Imagine a doctor who tells a patient that he's sick, but doesn't identify the illness. Or a mechanic who tells a customer her car is going to break down, but doesn't say when. This article discusses how project practitioners need to communicate with stakeholders. It notes that for every US$1 billion spent on projects, US$75 million is at risk due to ineffective communications. It explains how project success hinges on the communication of risk and describes the gap between the risks that threaten project outcomes and the stakeholders whose actions are required to address those risks. The article details how communicating risk requires understanding of how stakeholders like to communicate and highlights how stakeholder personalities and organizational roles can affect how project practitioners communicate and what they communicate. Next, it explains how risks worth communicating typically are those where the impact is real, large and immediate. For example, it describes how a product manager partners with stakeholders to develop a risk rating system to identify risks most worthy of their limited time and resources.

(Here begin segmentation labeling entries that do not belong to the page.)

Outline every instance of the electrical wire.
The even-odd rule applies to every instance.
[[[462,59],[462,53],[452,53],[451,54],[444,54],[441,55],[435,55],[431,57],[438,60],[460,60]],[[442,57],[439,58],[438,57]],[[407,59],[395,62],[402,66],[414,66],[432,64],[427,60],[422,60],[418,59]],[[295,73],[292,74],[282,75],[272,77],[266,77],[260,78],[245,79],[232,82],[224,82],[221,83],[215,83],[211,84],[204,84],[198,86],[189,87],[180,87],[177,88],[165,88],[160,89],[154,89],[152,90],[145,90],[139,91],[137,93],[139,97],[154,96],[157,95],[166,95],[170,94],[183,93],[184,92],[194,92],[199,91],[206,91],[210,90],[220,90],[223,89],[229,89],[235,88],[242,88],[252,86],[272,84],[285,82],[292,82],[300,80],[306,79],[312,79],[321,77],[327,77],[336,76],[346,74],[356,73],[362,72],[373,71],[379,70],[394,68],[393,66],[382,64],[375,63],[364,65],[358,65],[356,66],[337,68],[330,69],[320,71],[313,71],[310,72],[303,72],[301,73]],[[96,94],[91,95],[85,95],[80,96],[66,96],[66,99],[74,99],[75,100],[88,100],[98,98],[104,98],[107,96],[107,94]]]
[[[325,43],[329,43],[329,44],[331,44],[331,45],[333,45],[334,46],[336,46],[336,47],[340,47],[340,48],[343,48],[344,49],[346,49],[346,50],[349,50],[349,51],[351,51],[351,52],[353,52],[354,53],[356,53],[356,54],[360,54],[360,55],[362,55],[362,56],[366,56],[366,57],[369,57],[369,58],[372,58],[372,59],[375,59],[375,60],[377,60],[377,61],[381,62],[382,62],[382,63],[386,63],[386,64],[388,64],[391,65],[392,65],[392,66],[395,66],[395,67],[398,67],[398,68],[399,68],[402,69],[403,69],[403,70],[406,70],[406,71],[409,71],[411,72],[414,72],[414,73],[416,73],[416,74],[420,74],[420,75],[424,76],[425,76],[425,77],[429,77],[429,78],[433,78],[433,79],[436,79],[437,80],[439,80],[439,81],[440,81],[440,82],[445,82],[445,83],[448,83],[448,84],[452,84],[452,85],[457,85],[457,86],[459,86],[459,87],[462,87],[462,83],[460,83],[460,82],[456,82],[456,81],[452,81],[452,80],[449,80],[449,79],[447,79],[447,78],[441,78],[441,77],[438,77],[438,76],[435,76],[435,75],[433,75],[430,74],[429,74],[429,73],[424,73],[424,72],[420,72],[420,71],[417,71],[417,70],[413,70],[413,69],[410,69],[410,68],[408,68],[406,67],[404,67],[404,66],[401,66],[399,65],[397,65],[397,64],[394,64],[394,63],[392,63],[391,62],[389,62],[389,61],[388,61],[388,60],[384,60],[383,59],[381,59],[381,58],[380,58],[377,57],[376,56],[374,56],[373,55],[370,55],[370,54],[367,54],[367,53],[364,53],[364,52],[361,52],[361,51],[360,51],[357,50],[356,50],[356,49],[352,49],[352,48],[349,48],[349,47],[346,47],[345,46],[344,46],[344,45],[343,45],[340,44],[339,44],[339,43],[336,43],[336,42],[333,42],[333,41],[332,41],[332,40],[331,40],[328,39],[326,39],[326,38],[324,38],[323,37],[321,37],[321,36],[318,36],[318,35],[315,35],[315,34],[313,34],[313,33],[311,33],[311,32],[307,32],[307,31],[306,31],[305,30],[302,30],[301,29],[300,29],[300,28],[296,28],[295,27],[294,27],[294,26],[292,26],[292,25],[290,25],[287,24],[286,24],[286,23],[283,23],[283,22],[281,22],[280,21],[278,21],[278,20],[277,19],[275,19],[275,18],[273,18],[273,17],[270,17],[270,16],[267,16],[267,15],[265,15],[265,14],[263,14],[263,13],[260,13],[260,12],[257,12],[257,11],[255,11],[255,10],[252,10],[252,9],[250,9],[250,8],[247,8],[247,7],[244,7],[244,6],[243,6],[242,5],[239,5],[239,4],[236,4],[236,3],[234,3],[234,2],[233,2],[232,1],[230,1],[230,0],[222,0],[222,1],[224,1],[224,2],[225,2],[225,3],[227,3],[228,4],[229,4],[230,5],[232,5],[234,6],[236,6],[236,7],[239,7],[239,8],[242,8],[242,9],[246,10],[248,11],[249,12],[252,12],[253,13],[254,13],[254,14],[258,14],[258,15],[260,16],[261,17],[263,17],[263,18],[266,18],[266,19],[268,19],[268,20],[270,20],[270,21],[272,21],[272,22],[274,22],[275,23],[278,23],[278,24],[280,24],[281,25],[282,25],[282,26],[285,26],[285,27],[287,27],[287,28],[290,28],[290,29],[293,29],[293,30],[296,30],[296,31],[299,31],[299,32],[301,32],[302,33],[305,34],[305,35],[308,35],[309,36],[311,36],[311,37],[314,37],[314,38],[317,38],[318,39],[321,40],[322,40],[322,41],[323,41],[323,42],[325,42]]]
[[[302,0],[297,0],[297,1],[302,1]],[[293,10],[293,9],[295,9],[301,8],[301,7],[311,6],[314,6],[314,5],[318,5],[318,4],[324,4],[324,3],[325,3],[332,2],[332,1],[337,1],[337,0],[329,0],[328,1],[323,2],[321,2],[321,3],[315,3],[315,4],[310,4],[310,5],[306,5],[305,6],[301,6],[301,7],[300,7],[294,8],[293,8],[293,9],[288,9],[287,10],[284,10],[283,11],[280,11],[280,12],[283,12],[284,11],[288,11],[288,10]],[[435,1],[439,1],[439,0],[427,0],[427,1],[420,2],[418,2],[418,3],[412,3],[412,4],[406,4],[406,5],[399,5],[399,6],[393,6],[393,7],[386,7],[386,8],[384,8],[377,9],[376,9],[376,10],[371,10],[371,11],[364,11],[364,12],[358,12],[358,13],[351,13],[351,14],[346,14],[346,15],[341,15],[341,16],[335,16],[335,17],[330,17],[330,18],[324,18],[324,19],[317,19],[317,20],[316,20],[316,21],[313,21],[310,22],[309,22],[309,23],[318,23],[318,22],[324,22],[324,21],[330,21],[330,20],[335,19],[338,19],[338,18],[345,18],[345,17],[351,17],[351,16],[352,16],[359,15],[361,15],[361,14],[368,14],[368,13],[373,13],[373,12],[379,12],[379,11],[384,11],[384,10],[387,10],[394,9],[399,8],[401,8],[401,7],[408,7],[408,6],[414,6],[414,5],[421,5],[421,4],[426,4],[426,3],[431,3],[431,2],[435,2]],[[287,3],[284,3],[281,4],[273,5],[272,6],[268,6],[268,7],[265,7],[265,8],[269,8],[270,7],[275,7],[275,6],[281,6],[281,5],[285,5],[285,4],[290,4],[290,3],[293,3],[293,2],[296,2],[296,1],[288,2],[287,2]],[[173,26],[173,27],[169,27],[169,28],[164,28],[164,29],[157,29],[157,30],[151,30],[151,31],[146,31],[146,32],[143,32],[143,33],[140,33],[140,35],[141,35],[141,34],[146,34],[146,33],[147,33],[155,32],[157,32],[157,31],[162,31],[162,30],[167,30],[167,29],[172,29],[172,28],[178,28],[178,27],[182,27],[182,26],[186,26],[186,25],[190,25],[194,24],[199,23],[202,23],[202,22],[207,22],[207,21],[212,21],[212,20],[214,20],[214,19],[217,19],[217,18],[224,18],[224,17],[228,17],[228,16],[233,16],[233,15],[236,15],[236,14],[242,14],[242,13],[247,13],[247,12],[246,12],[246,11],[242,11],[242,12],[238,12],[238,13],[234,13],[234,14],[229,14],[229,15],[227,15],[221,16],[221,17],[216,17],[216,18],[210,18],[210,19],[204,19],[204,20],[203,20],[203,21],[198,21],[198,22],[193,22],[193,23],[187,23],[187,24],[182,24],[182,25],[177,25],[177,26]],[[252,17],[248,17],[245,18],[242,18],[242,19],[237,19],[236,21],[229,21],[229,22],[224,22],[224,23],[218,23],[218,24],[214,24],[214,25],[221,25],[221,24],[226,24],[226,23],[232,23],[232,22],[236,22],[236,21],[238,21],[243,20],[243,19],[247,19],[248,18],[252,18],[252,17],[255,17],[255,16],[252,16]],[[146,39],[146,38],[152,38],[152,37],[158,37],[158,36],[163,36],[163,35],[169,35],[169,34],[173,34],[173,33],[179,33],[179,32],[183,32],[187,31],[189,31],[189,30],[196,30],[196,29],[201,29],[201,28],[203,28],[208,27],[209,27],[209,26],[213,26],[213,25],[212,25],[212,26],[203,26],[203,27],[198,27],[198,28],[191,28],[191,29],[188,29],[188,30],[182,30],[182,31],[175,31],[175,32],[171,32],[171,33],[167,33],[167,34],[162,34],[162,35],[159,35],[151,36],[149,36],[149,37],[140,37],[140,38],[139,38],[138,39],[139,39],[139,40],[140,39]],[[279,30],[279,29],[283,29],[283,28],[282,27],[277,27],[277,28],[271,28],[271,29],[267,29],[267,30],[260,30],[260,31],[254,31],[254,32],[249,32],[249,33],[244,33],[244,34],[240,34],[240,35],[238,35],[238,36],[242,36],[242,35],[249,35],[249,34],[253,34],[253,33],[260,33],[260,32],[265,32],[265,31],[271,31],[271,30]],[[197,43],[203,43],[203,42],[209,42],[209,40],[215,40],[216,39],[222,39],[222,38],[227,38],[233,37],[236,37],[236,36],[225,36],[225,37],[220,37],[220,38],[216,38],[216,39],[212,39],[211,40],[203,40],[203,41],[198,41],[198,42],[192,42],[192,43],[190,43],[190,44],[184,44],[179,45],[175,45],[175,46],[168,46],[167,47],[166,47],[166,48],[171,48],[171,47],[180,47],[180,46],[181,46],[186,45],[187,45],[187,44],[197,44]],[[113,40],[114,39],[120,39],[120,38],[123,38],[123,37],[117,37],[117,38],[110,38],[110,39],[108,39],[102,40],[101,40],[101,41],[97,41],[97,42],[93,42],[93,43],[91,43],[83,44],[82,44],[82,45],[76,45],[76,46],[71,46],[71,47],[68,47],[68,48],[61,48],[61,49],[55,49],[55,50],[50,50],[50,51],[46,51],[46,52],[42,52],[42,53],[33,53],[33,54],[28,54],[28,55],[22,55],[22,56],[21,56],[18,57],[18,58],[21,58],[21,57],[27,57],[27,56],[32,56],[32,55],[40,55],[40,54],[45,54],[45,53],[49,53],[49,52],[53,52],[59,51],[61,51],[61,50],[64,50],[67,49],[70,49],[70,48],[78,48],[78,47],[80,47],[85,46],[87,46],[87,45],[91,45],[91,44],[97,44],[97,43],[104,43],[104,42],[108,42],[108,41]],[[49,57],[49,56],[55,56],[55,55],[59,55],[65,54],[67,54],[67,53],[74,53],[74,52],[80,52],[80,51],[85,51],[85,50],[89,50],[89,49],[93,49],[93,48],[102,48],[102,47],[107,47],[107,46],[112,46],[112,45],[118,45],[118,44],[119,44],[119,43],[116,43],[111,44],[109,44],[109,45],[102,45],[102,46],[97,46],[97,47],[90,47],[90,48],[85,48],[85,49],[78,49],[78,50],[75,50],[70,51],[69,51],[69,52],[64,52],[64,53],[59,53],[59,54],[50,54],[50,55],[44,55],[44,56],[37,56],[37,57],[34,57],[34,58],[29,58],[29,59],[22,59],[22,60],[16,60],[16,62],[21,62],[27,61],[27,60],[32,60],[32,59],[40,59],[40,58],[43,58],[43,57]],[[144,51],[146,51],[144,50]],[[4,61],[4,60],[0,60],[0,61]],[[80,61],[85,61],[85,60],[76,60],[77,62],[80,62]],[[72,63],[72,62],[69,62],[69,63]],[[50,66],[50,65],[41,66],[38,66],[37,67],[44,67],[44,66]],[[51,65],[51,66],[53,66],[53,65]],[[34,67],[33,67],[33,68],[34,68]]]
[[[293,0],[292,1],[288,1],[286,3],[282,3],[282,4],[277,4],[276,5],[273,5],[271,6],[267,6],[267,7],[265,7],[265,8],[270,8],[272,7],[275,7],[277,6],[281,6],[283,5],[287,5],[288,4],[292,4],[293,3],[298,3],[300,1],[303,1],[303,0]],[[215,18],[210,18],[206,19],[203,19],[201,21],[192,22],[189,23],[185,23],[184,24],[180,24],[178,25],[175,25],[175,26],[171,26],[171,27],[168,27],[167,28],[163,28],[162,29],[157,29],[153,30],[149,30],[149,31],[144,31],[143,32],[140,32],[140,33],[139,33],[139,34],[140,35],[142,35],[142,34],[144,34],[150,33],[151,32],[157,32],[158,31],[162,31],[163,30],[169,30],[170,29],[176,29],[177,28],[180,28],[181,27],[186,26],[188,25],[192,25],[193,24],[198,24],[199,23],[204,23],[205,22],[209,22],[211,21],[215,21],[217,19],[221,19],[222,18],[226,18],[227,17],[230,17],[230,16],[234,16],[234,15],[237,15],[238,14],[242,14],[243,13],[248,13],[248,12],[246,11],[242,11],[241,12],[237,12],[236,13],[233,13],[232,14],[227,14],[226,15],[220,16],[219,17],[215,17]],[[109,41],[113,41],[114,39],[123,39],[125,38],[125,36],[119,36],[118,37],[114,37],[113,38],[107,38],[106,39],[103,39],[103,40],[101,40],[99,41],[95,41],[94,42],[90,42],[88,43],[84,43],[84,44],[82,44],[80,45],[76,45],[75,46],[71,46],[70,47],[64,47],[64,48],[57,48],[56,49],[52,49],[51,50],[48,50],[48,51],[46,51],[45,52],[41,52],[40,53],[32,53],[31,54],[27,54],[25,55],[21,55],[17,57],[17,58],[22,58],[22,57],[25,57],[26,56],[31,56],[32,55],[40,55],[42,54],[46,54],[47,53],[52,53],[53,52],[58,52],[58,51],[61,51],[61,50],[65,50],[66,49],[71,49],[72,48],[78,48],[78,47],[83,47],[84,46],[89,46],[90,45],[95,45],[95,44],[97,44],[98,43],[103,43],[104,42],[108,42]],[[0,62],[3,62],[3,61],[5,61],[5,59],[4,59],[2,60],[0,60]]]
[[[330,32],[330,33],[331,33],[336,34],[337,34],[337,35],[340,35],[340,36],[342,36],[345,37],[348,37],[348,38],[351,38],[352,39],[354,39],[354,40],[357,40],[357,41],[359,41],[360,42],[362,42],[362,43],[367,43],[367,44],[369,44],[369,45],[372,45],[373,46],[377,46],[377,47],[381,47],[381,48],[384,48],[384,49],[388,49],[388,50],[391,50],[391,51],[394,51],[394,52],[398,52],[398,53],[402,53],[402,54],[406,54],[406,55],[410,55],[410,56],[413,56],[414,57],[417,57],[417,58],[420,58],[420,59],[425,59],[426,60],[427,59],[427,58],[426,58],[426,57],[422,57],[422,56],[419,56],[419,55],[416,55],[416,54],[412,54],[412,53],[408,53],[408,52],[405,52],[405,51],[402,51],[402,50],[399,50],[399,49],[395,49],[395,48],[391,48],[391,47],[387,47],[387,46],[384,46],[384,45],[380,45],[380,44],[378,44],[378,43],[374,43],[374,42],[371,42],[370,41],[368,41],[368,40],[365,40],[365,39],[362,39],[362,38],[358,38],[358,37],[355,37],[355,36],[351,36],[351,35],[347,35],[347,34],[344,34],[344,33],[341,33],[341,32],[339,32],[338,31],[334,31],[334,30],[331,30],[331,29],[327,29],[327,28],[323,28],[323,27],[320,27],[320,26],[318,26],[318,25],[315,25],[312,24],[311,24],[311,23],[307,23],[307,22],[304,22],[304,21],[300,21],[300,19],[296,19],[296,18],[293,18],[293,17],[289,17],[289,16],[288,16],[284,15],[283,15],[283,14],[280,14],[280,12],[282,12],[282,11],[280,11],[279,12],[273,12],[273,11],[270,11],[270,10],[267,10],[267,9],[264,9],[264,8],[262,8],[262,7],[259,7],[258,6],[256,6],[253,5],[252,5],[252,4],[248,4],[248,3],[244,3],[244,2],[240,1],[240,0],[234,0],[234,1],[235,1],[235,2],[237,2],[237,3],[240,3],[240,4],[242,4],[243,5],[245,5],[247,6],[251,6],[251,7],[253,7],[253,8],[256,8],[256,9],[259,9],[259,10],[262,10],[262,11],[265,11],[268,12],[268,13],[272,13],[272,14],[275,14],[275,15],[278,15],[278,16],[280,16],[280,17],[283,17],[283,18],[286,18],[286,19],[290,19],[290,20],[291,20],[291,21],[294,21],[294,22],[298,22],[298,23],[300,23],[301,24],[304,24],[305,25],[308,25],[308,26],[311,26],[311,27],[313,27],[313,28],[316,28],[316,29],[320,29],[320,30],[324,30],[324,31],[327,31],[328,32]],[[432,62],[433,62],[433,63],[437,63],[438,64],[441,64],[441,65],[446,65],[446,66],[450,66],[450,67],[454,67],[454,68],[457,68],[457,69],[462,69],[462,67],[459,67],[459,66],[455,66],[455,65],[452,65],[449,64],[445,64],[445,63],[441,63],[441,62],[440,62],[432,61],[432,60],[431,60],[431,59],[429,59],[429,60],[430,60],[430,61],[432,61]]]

Furthermore, the article examines how the best communicators connect with stakeholders early and often, noting how one PMO head hosts up to three risk management meetings per week during a project's planning stage. It also looks at how credibility with stakeholders can be increased and describes several ways to make risks relevant, describing how a mix of qualitative and quantitative communication is most effective. The article concludes by explaining how to streamline risk communication and suggests two levels of communication: summary and in-depth interview.